🤖 AI Summary
Existing DRL-based wireless video adaptive streaming methods suffer from limited QoE due to reliance solely on high-level, delayed state representations. To address this, we propose a cross-layer awareness framework that integrates real-time physical- and link-layer states. We formulate an infinite-horizon discounted MDP model incorporating information-cost trade-offs, design the first eA3C offline training algorithm leveraging low-layer network states, and introduce two user-personalized online continual learning mechanisms for runtime policy refinement. Experiments show that the offline policy improves QoE by 6.8%–14.4% over state-of-the-art baselines; subsequent online optimization further boosts QoE by 6%–28%, significantly enhancing real-time responsiveness and personalization capability.
📝 Abstract
Deep reinforcement learning (DRL) demonstrates its promising potential in the realm of adaptive video streaming and has recently received increasing attention. However, existing DRL-based methods for adaptive video streaming use only application (APP) layer information, adopt heuristic training methods, and train generalized neural networks with pre-collected data. This paper aims to boost the quality of experience (QoE) of adaptive wireless video streaming by using lower-layer information, deriving a rigorous training method, and adopting online tuning with real-time data. First, we formulate a more comprehensive and accurate adaptive wireless video streaming problem as an infinite stage discounted Markov decision process (MDP) problem by additionally incorporating past and lower-layer information, allowing a flexible tradeoff between QoE and costs for obtaining system information and solving the problem.
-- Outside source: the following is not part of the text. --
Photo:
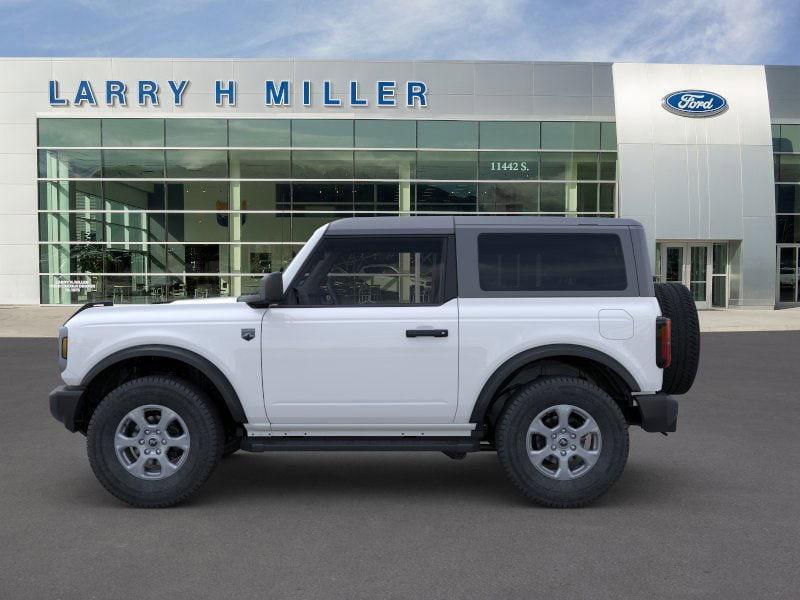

In the offline scenario (only with pre-collected data), we propose an enhanced asynchronous advantage actor-critic (eA3C) method by jointly optimizing the parameters of parameterized policy and value function. Specifically, we build an eA3C network consisting of a policy network and a value network that can utilize cross-layer, past, and current information and jointly train the eA3C network using pre-collected samples. In the online scenario (with additional real-time data), we propose two continual learning-based online tuning methods for designing better policies for a specific user with different QoE and training time tradeoffs. Finally, experimental results show that the proposed offline policy can improve the QoE by 6.8~14.4% compared to the state-of-arts in the offline scenario, and the proposed online policies can further achieve 6~28% gains in QoE over the proposed offline policy in the online scenario.